CEO Olivier Pomel said on the latest earnings conference call that the "number of AI-native customers are growing meaningfully with us as they see rapid usage growth with their products."
The company has been aggressively launching new AI-powered observability and security tools, and customers have been adopting them. Management announced more than 125 new products and features a couple of months ago, including fully autonomous AI agents to monitor and respond to alerts, an AI-powered security assistant, and an AI-enabled coding assistant to fix issues with customers' cloud applications.
It offers end-to-end AI-enabled data observability that can be deployed at popular cloud AI infrastructure providers like CoreWeave. That should be a tailwind for Datadog considering the fast-growing demand for AI applications in the cloud. The company is already witnessing meaningful gains in the adoption of its services because of AI.
More than 4,500 of its approximately 31,400 customers are now using its AI tools, and they are spending more, Pomel said on the earnings conference call.
The CEO added that the company is now getting 11% of its top line from AI-native customers, up from just 4% in the year-ago period. Specifically, these customers accounted for an increase of 10 percentage points in revenue in the second quarter, a fivefold increase from the year-ago period. The company's customer base increased by 9% year over year, and existing customers spent more money on its services.
Datadog's dollar-based net retention rate increased to 120% from the mid-110% range last year. This metric compares the annual recurring revenue (ARR) from customers in a quarter to the ARR from the same customer cohort in the year-ago period. A large chunk of Datadog's customer base has yet to use its AI tools, which opens up the possibility for more cross-selling and stronger growth.
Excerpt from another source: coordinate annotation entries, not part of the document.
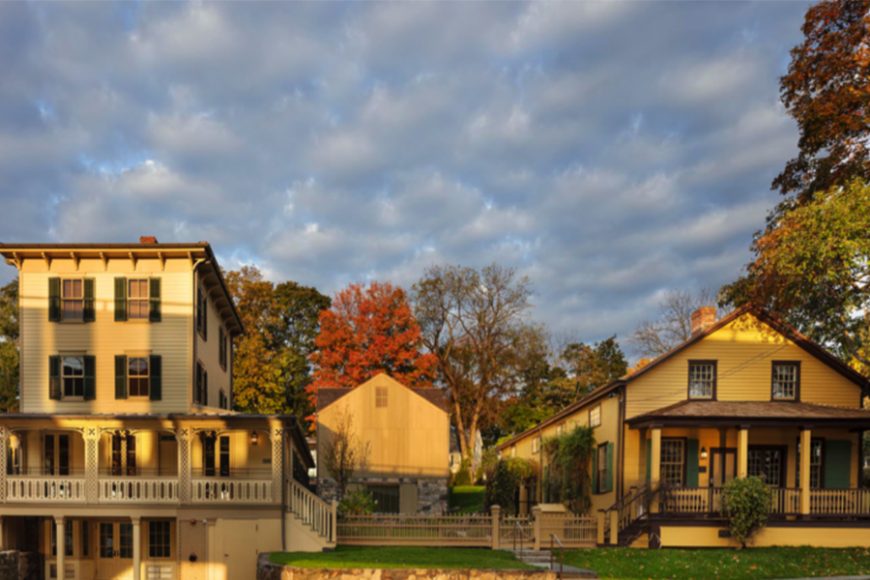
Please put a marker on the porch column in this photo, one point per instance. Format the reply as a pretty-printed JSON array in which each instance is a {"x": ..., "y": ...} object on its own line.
[
  {"x": 4, "y": 442},
  {"x": 182, "y": 439},
  {"x": 743, "y": 452},
  {"x": 91, "y": 437},
  {"x": 806, "y": 452},
  {"x": 655, "y": 463},
  {"x": 276, "y": 434},
  {"x": 60, "y": 546},
  {"x": 137, "y": 548}
]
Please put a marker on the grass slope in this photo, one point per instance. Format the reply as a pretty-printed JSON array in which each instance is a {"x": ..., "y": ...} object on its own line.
[
  {"x": 401, "y": 557},
  {"x": 714, "y": 563},
  {"x": 466, "y": 499}
]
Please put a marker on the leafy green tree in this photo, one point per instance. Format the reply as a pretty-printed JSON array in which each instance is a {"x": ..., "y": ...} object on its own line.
[
  {"x": 813, "y": 267},
  {"x": 9, "y": 357},
  {"x": 270, "y": 367}
]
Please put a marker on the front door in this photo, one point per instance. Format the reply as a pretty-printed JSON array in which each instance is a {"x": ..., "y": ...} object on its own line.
[
  {"x": 718, "y": 476},
  {"x": 115, "y": 550}
]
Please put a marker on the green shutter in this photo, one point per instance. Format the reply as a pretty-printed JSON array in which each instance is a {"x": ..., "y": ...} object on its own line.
[
  {"x": 54, "y": 377},
  {"x": 90, "y": 377},
  {"x": 648, "y": 460},
  {"x": 120, "y": 376},
  {"x": 88, "y": 313},
  {"x": 594, "y": 470},
  {"x": 120, "y": 299},
  {"x": 54, "y": 299},
  {"x": 838, "y": 463},
  {"x": 692, "y": 463},
  {"x": 154, "y": 299},
  {"x": 608, "y": 473},
  {"x": 155, "y": 368}
]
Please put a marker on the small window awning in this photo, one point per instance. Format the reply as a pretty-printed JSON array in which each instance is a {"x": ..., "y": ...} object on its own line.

In all, the combination of an increase in customer count along with an improvement in spending by existing customers are the reasons its remaining performance obligations (RPO) jumped by 35% in the previous quarter to $2.4 billion. That was faster than the increase in its quarterly revenue, which is a positive since this metric refers to the total value of a company's contracts that are yet to be fulfilled.
The stock is expensive, but stronger growth could help justify it
Datadog trades at an expensive 76 times forward earnings. One reason is its aggressive outlay on research and development, along with sales and marketing. The company's total operating expenses increased by almost 37% year over year in the previous quarter. This spike seems justified considering the pace at which it is launching new AI tools.
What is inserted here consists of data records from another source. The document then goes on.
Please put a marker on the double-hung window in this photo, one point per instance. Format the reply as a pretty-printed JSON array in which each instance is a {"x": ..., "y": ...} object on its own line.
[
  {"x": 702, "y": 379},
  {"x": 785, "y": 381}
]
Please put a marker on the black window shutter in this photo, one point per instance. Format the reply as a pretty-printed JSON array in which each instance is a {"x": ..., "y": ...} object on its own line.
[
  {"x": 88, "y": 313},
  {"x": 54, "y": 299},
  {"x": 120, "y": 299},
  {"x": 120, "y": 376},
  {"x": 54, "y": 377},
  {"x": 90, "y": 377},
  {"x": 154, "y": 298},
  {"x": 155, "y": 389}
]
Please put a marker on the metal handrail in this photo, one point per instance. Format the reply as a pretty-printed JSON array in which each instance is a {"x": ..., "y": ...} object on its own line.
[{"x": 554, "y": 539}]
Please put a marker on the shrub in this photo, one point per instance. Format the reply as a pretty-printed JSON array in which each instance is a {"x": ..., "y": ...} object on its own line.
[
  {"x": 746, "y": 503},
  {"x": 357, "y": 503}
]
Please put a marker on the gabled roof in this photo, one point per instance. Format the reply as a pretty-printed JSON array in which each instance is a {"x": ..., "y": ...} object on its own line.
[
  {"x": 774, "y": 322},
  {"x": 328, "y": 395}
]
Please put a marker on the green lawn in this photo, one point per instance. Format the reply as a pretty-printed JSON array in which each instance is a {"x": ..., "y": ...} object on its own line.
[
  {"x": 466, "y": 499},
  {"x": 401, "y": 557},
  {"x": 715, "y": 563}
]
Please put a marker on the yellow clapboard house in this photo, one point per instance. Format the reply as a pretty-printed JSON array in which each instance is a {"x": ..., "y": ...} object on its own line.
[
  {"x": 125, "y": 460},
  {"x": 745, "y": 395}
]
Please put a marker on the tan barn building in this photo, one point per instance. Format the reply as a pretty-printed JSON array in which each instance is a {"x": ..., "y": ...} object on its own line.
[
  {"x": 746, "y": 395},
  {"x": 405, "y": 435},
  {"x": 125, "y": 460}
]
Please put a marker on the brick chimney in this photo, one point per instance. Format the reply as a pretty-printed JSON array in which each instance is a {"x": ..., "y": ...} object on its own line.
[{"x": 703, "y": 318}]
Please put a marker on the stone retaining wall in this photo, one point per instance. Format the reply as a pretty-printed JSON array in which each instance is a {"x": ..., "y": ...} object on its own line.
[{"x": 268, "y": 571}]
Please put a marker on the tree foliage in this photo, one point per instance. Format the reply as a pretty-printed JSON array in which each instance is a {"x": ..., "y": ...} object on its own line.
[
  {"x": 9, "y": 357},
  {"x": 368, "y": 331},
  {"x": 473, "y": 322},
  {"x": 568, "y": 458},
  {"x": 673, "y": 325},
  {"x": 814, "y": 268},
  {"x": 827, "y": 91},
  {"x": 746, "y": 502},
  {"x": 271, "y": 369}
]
However, the higher outlay is going to affect the company's bottom-line growth in 2025. Datadog expects its earnings to remain flat this year as compared to last year's $1.82 per share. But these investments are helping it build a stronger revenue pipeline by winning more business from existing customers.
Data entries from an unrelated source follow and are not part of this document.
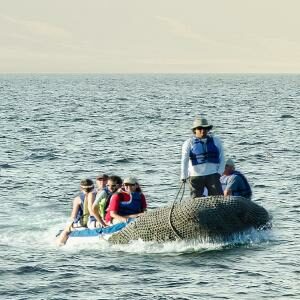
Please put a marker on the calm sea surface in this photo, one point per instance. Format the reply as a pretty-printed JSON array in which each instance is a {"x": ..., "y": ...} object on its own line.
[{"x": 58, "y": 129}]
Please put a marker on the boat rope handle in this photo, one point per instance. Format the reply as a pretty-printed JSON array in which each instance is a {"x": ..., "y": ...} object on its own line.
[{"x": 177, "y": 234}]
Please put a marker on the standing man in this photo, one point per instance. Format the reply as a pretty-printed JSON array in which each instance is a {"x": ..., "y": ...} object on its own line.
[
  {"x": 234, "y": 182},
  {"x": 202, "y": 160}
]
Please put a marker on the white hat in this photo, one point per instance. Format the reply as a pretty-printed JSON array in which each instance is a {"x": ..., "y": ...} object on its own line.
[
  {"x": 201, "y": 122},
  {"x": 130, "y": 180},
  {"x": 229, "y": 162}
]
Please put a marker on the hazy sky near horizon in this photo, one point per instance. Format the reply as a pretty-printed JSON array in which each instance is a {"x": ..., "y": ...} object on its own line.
[{"x": 139, "y": 36}]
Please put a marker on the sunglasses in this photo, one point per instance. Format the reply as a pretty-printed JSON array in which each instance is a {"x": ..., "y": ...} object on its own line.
[
  {"x": 129, "y": 184},
  {"x": 112, "y": 185}
]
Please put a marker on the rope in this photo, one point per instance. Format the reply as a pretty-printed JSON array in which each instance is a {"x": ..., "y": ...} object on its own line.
[{"x": 177, "y": 234}]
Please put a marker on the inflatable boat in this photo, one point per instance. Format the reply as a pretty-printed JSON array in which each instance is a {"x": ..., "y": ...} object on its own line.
[{"x": 205, "y": 218}]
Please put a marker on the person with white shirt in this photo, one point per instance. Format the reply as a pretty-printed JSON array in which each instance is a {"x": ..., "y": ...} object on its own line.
[{"x": 202, "y": 161}]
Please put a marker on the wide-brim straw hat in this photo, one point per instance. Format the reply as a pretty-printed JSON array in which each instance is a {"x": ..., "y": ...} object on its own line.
[
  {"x": 130, "y": 180},
  {"x": 201, "y": 122}
]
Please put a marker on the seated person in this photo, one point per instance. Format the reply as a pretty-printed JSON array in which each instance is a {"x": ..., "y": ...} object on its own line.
[
  {"x": 123, "y": 205},
  {"x": 82, "y": 214},
  {"x": 99, "y": 204},
  {"x": 234, "y": 182}
]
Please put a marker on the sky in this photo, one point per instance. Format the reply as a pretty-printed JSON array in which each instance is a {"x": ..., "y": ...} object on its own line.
[{"x": 149, "y": 36}]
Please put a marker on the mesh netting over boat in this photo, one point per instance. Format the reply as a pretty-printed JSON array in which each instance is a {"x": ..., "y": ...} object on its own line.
[{"x": 205, "y": 217}]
This should eventually lead to stronger growth in earnings, which is precisely what analysts are expecting.
DDOG EPS Estimates for Current Fiscal Year data by YCharts; EPS = earnings per share.
The company has the ability to outpace consensus estimates in the future as the adoption of its AI tools improves. That's why investors looking for a growth stock can consider Datadog following its latest dip because AI can help it regain its mojo.